Let's start with the simplest possible case where all pipelines can be expressed a single stage jobs. This restricts our choices to map only jobs and simple map-reduce jobs (like the one described in your question). Pipelines like this can be easily expressed as a sequence of operations on local iterators. So the following
import org.apache.spark.util.StatCounter
def isEven(x: Long) = x % 2 == 0
def isOdd(x: Long) = !isEven(x)
def p1(rdd: RDD[Long]) = {
rdd
.filter(isEven _)
.aggregate(StatCounter())(_ merge _, _ merge _)
.mean
}
def p2(rdd: RDD[Long]) = {
rdd
.filter(isOdd _)
.reduce(_ + _)
}
could be expressed as:
def p1(rdd: RDD[Long]) = {
rdd
.mapPartitions(iter =>
Iterator(iter.filter(isEven _).foldLeft(StatCounter())(_ merge _)))
.collect
.reduce(_ merge _)
.mean
}
def p2(rdd: RDD[Long]) = {
rdd
.mapPartitions(iter =>
Iterator(iter.filter(isOdd _).foldLeft(0L)(_ + _)))
.collect
.reduce(_ + _)
// identity _
}
At this point we can rewrite separate jobs as follows:
def mapPartitions2[T, U, V](rdd: RDD[T])(f: Iterator[T] => U, g: Iterator[T] => V) = {
rdd.mapPartitions(iter => {
val items = iter.toList
Iterator((f(items.iterator), g(items.iterator)))
})
}
def reduceLocally2[U, V](rdd: RDD[(U, V)])(f: (U, U) => U, g: (V, V) => V) = {
rdd.collect.reduce((x, y) => (f(x._1, y._1), g(x._2, y._2)))
}
def evaluate[U, V, X, Z](pair: (U, V))(f: U => X, g: V => Z) = (f(pair._1), g(pair._2))
val rdd = sc.range(0L, 100L)
def f(iter: Iterator[Long]) = iter.filter(isEven _).foldLeft(StatCounter())(_ merge _)
def g(iter: Iterator[Long]) = iter.filter(isOdd _).foldLeft(0L)(_ + _)
evaluate(reduceLocally2(mapPartitions2(rdd)(f, g))(_ merge _, _ + _))(_.mean, identity)
The biggest issue here is that we have to eagerly evaluate each partition to be able to apply individual pipelines. It means that overall memory requirements can be significantly higher compared to the same logic applied separately. Without caching* it is also useless in case of multistage jobs.
An alternative solution is to process data element-wise but treat each item as a tuple of seqs:
def map2[T, U, V, X](rdd: RDD[(Seq[T], Seq[U])])(f: T => V, g: U => X) = {
rdd.map{ case (ts, us) => (ts.map(f), us.map(g)) }
}
def filter2[T, U](rdd: RDD[(Seq[T], Seq[U])])(
f: T => Boolean, g: U => Boolean) = {
rdd.map{ case (ts, us) => (ts.filter(f), us.filter(g)) }
}
def aggregate2[T, U, V, X](rdd: RDD[(Seq[T], Seq[U])])(zt: V, zu: X)

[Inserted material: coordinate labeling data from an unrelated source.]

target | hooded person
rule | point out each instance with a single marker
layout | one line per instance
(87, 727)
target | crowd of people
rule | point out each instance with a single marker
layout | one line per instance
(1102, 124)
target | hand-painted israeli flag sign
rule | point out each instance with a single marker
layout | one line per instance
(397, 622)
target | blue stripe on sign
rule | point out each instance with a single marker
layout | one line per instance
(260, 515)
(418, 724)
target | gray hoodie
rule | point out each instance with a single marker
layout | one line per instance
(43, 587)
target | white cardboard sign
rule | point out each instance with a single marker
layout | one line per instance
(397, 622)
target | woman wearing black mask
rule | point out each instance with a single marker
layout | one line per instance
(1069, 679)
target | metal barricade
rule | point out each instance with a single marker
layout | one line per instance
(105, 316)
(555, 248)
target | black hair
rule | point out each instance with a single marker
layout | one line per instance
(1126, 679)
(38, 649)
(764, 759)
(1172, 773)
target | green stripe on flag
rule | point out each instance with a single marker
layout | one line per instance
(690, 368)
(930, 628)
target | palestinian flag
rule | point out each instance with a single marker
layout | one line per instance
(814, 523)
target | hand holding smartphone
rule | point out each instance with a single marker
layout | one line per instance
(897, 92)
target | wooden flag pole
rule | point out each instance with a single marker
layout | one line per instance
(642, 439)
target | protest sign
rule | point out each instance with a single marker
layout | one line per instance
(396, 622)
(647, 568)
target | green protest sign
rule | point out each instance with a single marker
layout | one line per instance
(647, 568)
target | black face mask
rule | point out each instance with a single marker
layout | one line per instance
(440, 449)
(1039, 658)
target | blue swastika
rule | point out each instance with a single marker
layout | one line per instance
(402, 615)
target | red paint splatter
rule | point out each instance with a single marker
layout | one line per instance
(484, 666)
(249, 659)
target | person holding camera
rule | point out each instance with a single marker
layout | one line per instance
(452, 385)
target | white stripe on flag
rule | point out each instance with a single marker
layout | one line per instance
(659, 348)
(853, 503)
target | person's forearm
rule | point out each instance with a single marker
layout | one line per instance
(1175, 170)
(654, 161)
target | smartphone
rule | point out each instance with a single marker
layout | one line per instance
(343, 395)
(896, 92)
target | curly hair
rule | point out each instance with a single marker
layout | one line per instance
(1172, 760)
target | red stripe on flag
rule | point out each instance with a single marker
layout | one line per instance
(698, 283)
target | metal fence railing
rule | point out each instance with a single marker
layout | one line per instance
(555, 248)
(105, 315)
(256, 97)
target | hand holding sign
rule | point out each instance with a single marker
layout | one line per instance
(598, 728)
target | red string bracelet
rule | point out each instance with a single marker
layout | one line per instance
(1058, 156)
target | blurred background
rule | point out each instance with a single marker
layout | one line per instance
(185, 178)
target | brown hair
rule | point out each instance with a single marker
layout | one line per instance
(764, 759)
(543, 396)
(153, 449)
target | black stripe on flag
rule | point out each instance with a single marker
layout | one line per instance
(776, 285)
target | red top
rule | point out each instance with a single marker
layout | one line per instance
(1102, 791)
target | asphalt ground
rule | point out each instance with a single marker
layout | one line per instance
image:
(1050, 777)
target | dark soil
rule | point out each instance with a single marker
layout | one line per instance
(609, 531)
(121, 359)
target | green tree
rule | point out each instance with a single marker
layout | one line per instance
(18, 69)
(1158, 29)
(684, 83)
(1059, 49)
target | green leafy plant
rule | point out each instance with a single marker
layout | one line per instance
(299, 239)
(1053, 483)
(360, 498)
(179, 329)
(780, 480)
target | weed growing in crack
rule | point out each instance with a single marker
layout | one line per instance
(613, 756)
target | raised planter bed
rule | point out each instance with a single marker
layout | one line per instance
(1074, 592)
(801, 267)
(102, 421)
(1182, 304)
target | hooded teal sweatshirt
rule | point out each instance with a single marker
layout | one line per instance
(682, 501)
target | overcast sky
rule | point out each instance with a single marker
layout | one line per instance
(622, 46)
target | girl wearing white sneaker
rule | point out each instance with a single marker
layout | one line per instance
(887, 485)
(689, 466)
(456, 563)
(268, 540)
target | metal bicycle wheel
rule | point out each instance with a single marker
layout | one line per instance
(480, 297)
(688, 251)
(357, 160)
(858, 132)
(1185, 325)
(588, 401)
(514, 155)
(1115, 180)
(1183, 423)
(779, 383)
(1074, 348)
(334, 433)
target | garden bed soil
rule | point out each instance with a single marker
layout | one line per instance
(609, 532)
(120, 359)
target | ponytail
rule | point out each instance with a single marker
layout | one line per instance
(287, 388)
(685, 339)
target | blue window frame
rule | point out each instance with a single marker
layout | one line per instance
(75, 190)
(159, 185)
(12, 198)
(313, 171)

(s1: (V, T) => V, s2: (X, U) => X, m1: (V, V) => V, m2: (X, X) => X) = {
rdd.mapPartitions(iter => {
var accT = zt
var accU = zu
iter.foreach { case (ts, us) => {
accT = ts.foldLeft(accT)(s1)
accU = us.foldLeft(accU)(s2)
}}
Iterator((accT, accU))
}).reduce { case ((v1, x1), (v2, x2)) => ((m1(v1, v2), m2(x1, x2))) }
}
With API like this we can express initial pipelines as:
val rddSeq = rdd.map(x => (Seq(x), Seq(x)))
aggregate2(filter2(rddSeq)(isEven, isOdd))(StatCounter(), 0L)(
_ merge _, _ + _, _ merge _, _ + _
)
This approach is slightly more powerful then the former one (you can easily implement some subset of byKey
methods if needed) and memory requirements in typical pipelines should be comparable to the core API but it is also significantly more intrusive.
* You can check an answer provided by eje for multiplexing examples.